“Late Show” host Stephen Colbert has responded to the ferocious social media backlash over the monologue in Monday’s edition.
Bottom line: He makes an apology, but not to President Trump.
Colbert addressed the controversy at the top of Wednesday’s edition, saying, “Now, if you saw my monologue Monday, you know that I was a little upset at Donald Trump for insulting a friend of mine,” referring to John Dickerson, host of “Face the Nation.” (Trump had earlier abruptly cut short an interview with Dickerson, then referred to his show as “Deface the Nation.”)
“So at the end of that monologue, I had a few choice insults for the president in return. I don’t regret that. He, I believe, can take care of himself. I have jokes; he has the launch codes. So, it’s a fair fight.”
Then, referring to a particularly incendiary line in the monologue — which many critics, including some on a #firecolbert hashtag, said was homophobic — he added, “I would change a few words that were cruder than they needed to be. I’m not going to repeat the phrase, but I just want to say for the record, life is short, and anyone who expresses their love for another person, in their own way, is to me an American hero. I think we can all agree on that.”

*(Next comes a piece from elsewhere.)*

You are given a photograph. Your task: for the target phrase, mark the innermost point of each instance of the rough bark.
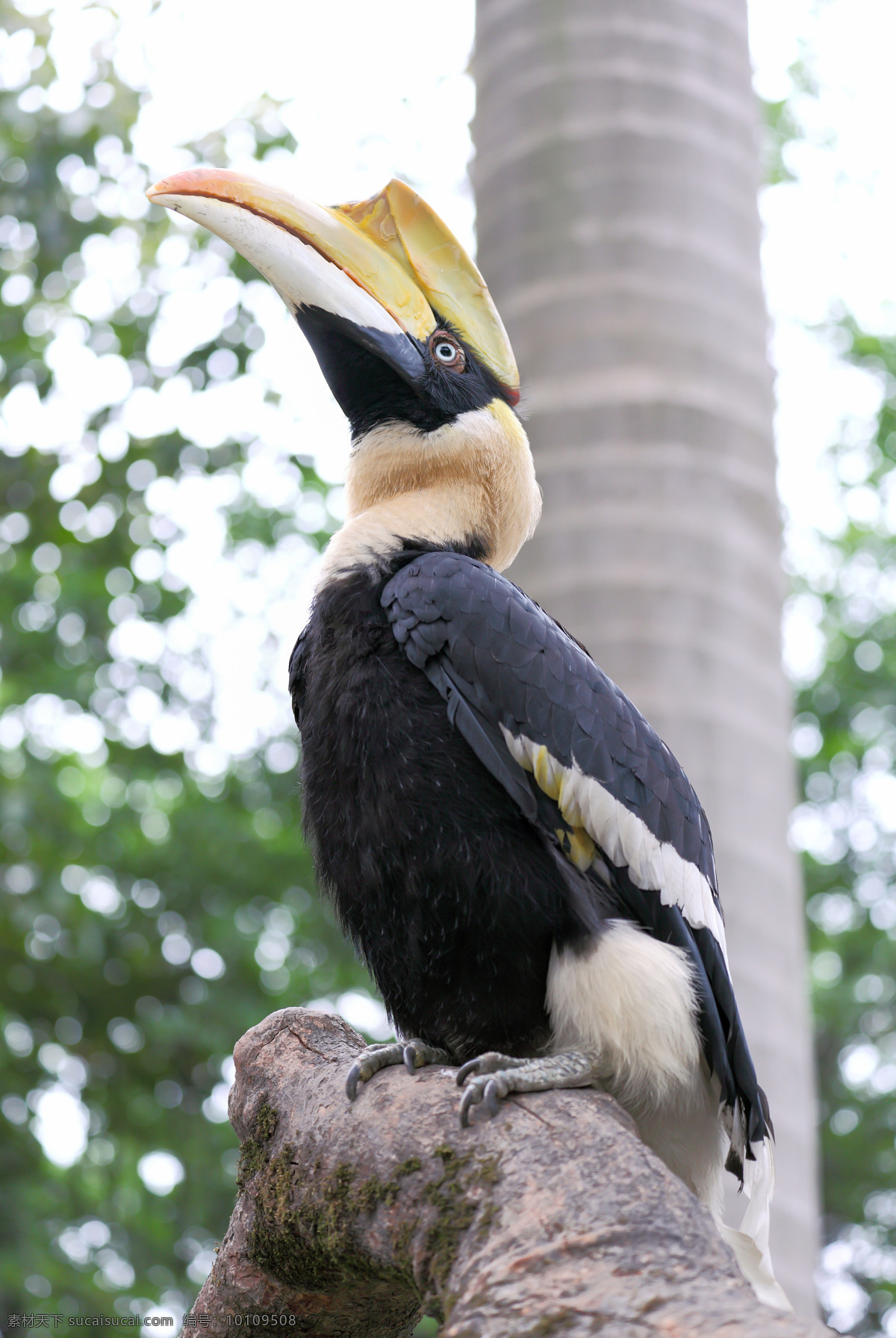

The “Late Show” was hit by a trending #FireColbert Twitter hashtag late Tuesday, hours after the Monday monologue unloaded a series of comic insults — some vulgar — on President Donald J. Trump.
The unusual social media backlash even generated another hashtag — #Firecobert — which was also trending for a time, and generated hundreds of comments as well. Whether intentional or not, the misspelling of his name may have been due to the way it’s pronounced.
Monday’s monologue began as so many now do, with Trump: “It’s day 102 of the Trump presidency 1,358 days to go. But who’s counting?” Cue to Colbert, and a slowly raising hand. The monologue later segued to outtakes from the interview John Dickerson had held earlier with the president. That supplied more material, followed by more punchlines.
Then Colbert played an outtake of Trump abruptly cutting short the Dickerson interview. “Walking out in the middle of a sentence wasn’t even the president’s biggest insult to Dickerson,” said Colbert who quickly cut to the president calling his show “Deface the Nation.” Colbert said Dickerson “has way too much dignity” to respond to the president’s sleight with insults, “but I sir, am no John Dickerson.”
A fusillade of one-offs then followed (“You attract more skinheads than Rogaine”), along with one insult, referencing Trump and Russian President Vladimir Putin, that was criticized as being blatantly homophobic.
By 7 p.m. Tuesday, #firecolbert was the second top-trending topic in the United States, and would remain a top trender through Wednesday morning and into the early afternoon.
Many of the tweets reflected outrage, while others called for a viewer or advertiser boycott.
CBS had declined to comment throughout the day — an indication it would be up to Colbert to put out the fire he started.